Andy Burnham zum britischen Premierminister ernannt nach Rücktritt von Keir Starmer: 'Wir müssen besser werden'
Der ehemalige Bürgermeister von Greater Manchester trat sein Amt nach einer formellen Audienz bei König Charles III. an und wurde damit der sechste Premierminister innerhalb eines Jahrzehnts.
Ein Tag des Übergangs im Buckingham-Palast
Am Morgen des 20. Juli 2026 hielt der scheidende Premierminister Keir Starmer seine letzte Rede aus der Downing Street, bevor er zum Buckingham-Palast reiste, um König Charles III. seinen Rücktritt anzubieten. Die Audienz bei dem Monarchen dauerte etwa 30 Minuten, danach bestätigte der Palast, dass Sir Keir Starmer formell als Premierminister und Erster Lord des Schatzamtes zurückgetreten war. Unmittelbar danach empfing der König den Right Honourable Andy Burnham MP und lud ihn ein, eine neue Regierung zu bilden. Burnham nahm an und wurde als Premierminister vereidigt.
Burnhams Versprechen: Ehrlichkeit und Erneuerung
Vor der Nummer 10 hielt der neu ernannte Premierminister seine erste Rede ohne Manuskript und in Anzug und Krawatte, eine Abkehr vom lässigeren Stil, der oft in seinen früheren öffentlichen Auftritten zu sehen war. Er sprach die öffentliche Frustration direkt an.
Die Menschen in ihren Häusern sind müde und desillusioniert von der Politik. Ich möchte ehrlich zu Ihnen sein: Wir waren nicht gut genug und wir müssen besser werden. Und das werden wir.
Burnham legte seine unmittelbaren Prioritäten dar: Dezentralisierung von mehr Befugnissen an die Regionen, Bewältigung der Lebenshaltungskostenkrise, Stärkung der öffentlichen Dienstleistungen und Wiederherstellung des Vertrauens in die Politik. Er sprach von einer Botschaft der „Hoffnung“ und einem Bruch mit der Vergangenheit und räumte ein, dass Politiker „ihre Standards erhöhen müssen“.
Starmers Abgang nach zwei Jahren
Keir Starmer verabschiedete sich mit einem versöhnlichen Ton und sagte der Öffentlichkeit, er sei „stolz auf alles, was wir erreicht haben“ und dass das Vereinigte Königreich „stärker und gerechter sei als vor zwei Jahren“. Er fügte hinzu, dass er „mit einem Lächeln“ und ohne Bitterkeit gehe. Der Rücktritt erfolgte nach starkem internen Parteidruck, trotz der komfortablen parlamentarischen Mehrheit, die er für Labour bei den Parlamentswahlen 2024 gesichert hatte. Die Partei ersetzte ihn am Freitag als Vorsitzenden, wobei Burnham als Nachfolger hervorging.

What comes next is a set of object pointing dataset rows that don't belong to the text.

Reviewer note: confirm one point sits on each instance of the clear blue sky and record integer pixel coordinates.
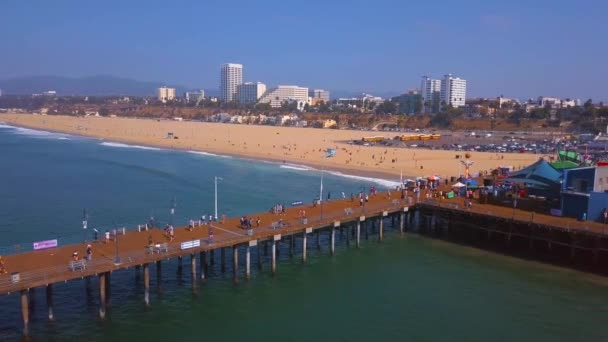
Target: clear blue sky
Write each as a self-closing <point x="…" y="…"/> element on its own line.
<point x="516" y="48"/>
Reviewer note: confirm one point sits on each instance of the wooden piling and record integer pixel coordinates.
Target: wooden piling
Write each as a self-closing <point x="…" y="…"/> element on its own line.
<point x="235" y="263"/>
<point x="102" y="295"/>
<point x="358" y="233"/>
<point x="223" y="259"/>
<point x="25" y="312"/>
<point x="146" y="284"/>
<point x="193" y="269"/>
<point x="203" y="260"/>
<point x="304" y="234"/>
<point x="49" y="301"/>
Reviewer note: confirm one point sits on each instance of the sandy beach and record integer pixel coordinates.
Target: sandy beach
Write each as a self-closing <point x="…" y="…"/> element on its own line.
<point x="293" y="145"/>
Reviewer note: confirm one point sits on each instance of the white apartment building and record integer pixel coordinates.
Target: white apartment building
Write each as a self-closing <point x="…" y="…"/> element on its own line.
<point x="285" y="93"/>
<point x="319" y="95"/>
<point x="453" y="91"/>
<point x="166" y="94"/>
<point x="430" y="89"/>
<point x="250" y="92"/>
<point x="231" y="75"/>
<point x="194" y="96"/>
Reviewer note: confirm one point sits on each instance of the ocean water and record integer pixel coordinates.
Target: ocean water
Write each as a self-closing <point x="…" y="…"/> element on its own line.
<point x="406" y="288"/>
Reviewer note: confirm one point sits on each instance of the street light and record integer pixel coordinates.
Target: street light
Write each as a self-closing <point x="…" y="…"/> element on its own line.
<point x="216" y="179"/>
<point x="115" y="231"/>
<point x="85" y="218"/>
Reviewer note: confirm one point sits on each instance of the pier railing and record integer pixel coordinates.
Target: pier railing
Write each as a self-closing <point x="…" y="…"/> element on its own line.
<point x="106" y="262"/>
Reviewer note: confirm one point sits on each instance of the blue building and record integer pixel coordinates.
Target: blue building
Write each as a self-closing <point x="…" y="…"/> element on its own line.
<point x="585" y="193"/>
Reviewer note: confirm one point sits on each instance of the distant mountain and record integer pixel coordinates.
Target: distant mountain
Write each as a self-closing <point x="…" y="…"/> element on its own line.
<point x="93" y="85"/>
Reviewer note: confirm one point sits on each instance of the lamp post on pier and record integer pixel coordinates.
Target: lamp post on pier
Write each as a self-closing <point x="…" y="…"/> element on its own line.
<point x="216" y="178"/>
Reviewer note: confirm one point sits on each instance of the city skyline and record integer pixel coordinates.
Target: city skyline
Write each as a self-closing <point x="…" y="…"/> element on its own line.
<point x="499" y="48"/>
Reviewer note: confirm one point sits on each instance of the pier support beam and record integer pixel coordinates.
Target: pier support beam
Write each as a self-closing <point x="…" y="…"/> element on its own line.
<point x="49" y="301"/>
<point x="223" y="259"/>
<point x="102" y="294"/>
<point x="203" y="257"/>
<point x="332" y="244"/>
<point x="147" y="284"/>
<point x="358" y="233"/>
<point x="248" y="262"/>
<point x="25" y="312"/>
<point x="235" y="263"/>
<point x="193" y="269"/>
<point x="274" y="253"/>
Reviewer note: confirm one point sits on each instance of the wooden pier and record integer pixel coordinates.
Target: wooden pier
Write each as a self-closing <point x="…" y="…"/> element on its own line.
<point x="133" y="248"/>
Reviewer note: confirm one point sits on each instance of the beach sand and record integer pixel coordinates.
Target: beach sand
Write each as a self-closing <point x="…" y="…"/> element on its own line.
<point x="293" y="145"/>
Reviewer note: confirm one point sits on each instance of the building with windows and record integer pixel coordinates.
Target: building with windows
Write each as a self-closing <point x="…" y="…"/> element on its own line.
<point x="453" y="91"/>
<point x="194" y="96"/>
<point x="318" y="95"/>
<point x="231" y="75"/>
<point x="166" y="94"/>
<point x="430" y="91"/>
<point x="285" y="93"/>
<point x="250" y="92"/>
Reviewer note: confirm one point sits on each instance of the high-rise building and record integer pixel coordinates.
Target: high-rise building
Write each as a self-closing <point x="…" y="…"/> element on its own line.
<point x="281" y="94"/>
<point x="231" y="75"/>
<point x="166" y="94"/>
<point x="194" y="96"/>
<point x="430" y="89"/>
<point x="453" y="91"/>
<point x="319" y="95"/>
<point x="250" y="92"/>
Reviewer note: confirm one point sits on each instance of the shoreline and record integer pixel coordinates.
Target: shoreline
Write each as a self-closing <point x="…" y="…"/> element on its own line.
<point x="338" y="172"/>
<point x="281" y="145"/>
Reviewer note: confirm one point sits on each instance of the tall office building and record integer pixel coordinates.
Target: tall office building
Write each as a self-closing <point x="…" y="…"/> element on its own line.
<point x="250" y="92"/>
<point x="430" y="89"/>
<point x="231" y="76"/>
<point x="166" y="94"/>
<point x="277" y="96"/>
<point x="453" y="91"/>
<point x="319" y="95"/>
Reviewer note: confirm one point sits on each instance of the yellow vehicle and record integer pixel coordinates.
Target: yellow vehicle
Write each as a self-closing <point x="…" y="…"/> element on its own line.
<point x="372" y="139"/>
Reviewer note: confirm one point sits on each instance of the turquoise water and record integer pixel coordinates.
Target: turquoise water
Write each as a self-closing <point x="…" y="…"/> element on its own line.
<point x="406" y="288"/>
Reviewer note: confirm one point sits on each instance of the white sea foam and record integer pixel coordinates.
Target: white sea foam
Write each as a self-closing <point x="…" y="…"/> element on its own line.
<point x="296" y="167"/>
<point x="35" y="133"/>
<point x="379" y="181"/>
<point x="209" y="154"/>
<point x="121" y="145"/>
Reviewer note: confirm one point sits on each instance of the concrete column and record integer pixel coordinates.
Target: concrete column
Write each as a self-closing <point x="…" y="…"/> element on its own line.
<point x="235" y="262"/>
<point x="203" y="257"/>
<point x="304" y="246"/>
<point x="332" y="246"/>
<point x="102" y="295"/>
<point x="223" y="259"/>
<point x="358" y="236"/>
<point x="248" y="263"/>
<point x="274" y="256"/>
<point x="25" y="312"/>
<point x="49" y="301"/>
<point x="147" y="284"/>
<point x="193" y="268"/>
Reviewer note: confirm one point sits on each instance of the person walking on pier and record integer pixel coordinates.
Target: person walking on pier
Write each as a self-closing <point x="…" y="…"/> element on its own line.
<point x="89" y="252"/>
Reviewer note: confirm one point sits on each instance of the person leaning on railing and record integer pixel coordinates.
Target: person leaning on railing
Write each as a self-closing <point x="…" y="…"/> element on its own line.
<point x="2" y="267"/>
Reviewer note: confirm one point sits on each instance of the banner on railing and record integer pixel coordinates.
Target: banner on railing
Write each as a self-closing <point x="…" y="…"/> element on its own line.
<point x="45" y="244"/>
<point x="190" y="244"/>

Großbritanniens Drehtür: der sechste Premierminister in einem Jahrzehnt
Die Übergabe verstärkt eine Phase chronischer politischer Fluktuation. Seit dem Brexit-Referendum 2016 hat das Vereinigte Königreich nun sechs Premierminister erlebt: David Cameron, Theresa May, Boris Johnson, Liz Truss, Rishi Sunak, Keir Starmer und nun Andy Burnham. Die dramatischste Amtszeit war die von Liz Truss, die im Herbst 2022 nur 49 Tage dauerte. Burnham, 56, ehemaliger Bürgermeister von Greater Manchester, wird die jüngste Labour-Persönlichkeit, die gebeten wird, die sinkenden Umfragewerte der Partei umzukehren, die durch die aufstrebende populistische Rechte unter der Führung von Nigel Farage untergraben wurden.
Was als Nächstes kommt
Später am 20. Juli wird Burnham voraussichtlich die Zusammensetzung seines Kabinetts bekannt geben, was der erste Test für das politische Gleichgewicht sein wird, das er innerhalb der Labour-Partei und im ganzen Land anstrebt.

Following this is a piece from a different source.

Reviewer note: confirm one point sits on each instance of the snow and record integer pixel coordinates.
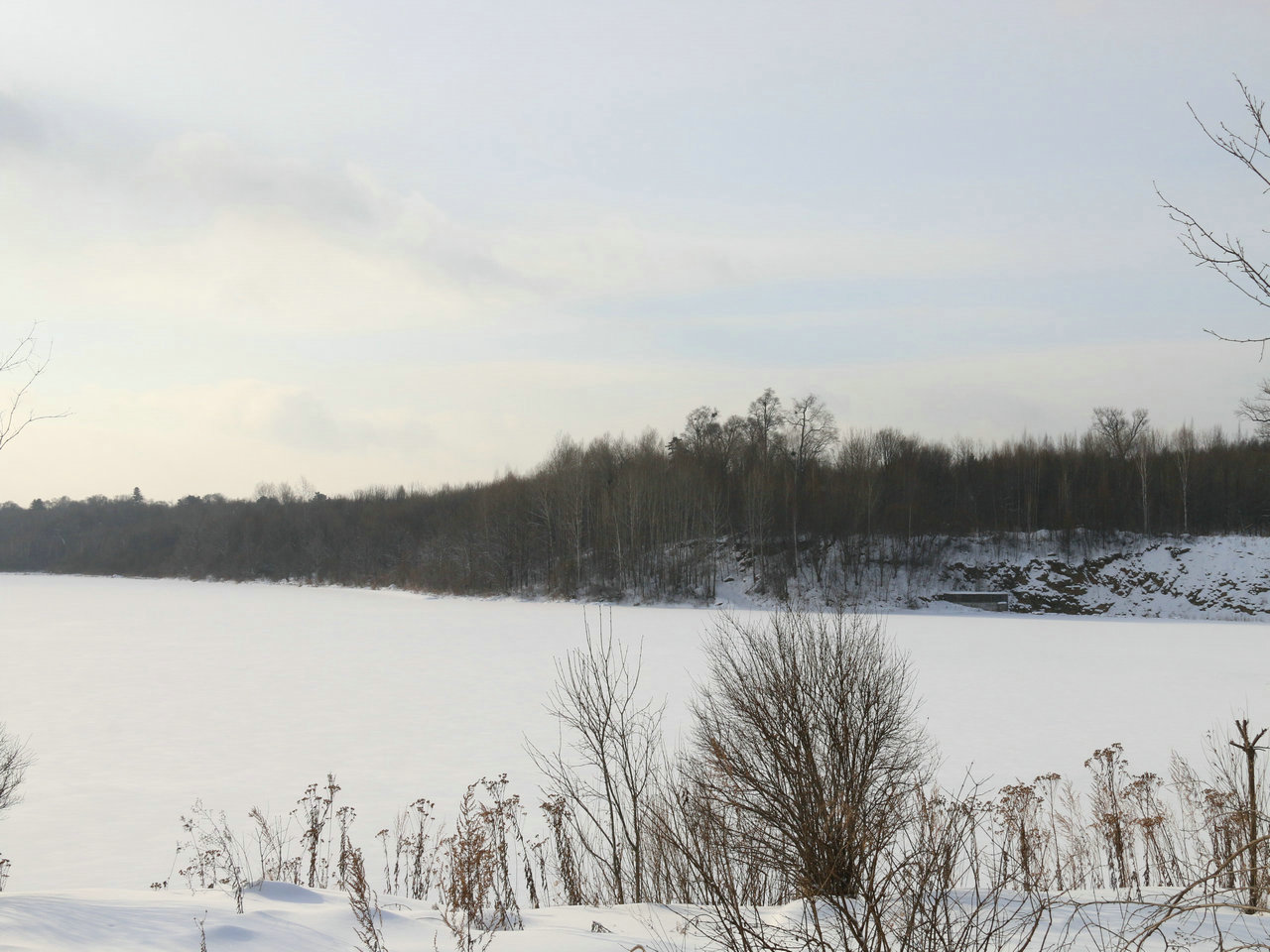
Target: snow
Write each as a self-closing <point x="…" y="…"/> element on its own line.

- Keir Starmer hält seine Abschiedsrede vor der Nummer 10 und sagt, das Land sei 'stärker und gerechter' als vor zwei Jahren.
- In einer 30-minütigen Audienz reicht Starmer seinen Rücktritt bei König Charles III. ein und verlässt den Palast.
- König Charles bittet Andy Burnham, eine neue Regierung zu bilden; Burnham nimmt die Rolle des Premierministers an.
- Vor der Downing Street sagt Burnham der Nation, dass Politiker besser sein müssen, und skizziert seine Prioritäten.
- Später am Tag wird Burnham sein Kabinett vorstellen, das erste Zeichen für die Richtung seiner Regierung.